Ada keinginan melibatkan dunia usaha. Mereka diharapkan ikut
membuka pendidikan dengan jalan melaksanakan sistem magang. Atau
membentuk satu badan yang mengumpulkan dana, atau hanya
menyediakan fasilitas praktek. Atau kerjasama dengan
sekolah-sekolah. Peraturannya bagaimana, itu nanti.
Kelompok Riset
Puncak sistem yang dikonsepkan ini ialah: perencanaan sekolah
akan disesuaikan dengan lingkungan masyarakatnya.
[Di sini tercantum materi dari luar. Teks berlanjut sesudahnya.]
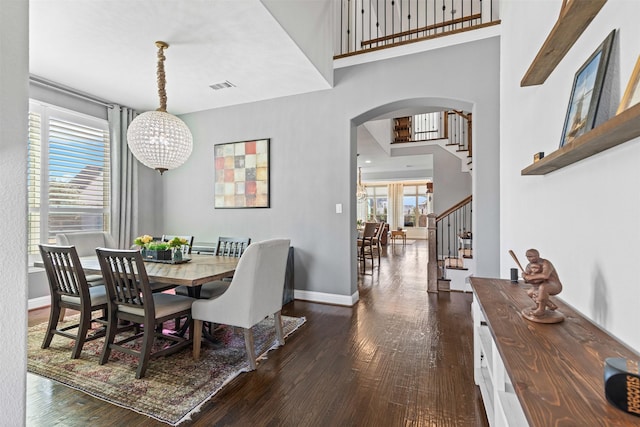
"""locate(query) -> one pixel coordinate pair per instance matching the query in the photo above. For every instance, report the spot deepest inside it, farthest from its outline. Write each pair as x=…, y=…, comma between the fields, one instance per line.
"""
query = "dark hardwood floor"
x=399, y=357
Contoh yang
sudah ada barangkali bisa disebut Sekolah Farming Menengah Atas
di Ungaran (didirikan oleh Sarino Mangunpranoto) dan beberapa
kota lagi, yang membuka kesempatan bagi petani sekitar untuk
menanyakan soal-soal pertanian (TEMPO 19 Mei 1979).
Sampai di sini satu pertanyaan muncul: dari mana biaya untuk itu
semua? Diharap pemerintah meningkatkan anggaran pendidikan dan
dana masyarakat -- dari perusahaan misalnya.
Lalu, konsep ini dijanjikan tidak akan berlaku "abadi". Akan ada
peninjauan kembali, mungkin setelah 10 tahun. Dan itulah salah
satu tugas sebuah badan yang disebut Dewan Pendidikan Nasional
dan Dewan Pendidikan Daerah. Dewan ini yang menampung
perkembangan di masyarakat, sebab salah satu tugasnya
terpenting: menentukan relevansi pendidikan terhadap
perkembangan dan lingkungan sosialnya.
Cuma, sebagaimana konsep pada umumnya, yang tercantum dalam buku
setebal 71 halaman itu memang hanya pemecahan dasar. "Komisi ini
bukan kelompok riset," kata Sumitro: masih perlu studi lanjutan
hal-hal yang bersifat lebih praktis.
Itu semua dimaksud sebagai bahan bagi pemerintah untuk menyusun
UU Pokok Pendidikan dan Kebudayaan, yang sampai hari ini belum
ada. Tentu sedikit atau banyak bisa berubah, bila disetujui.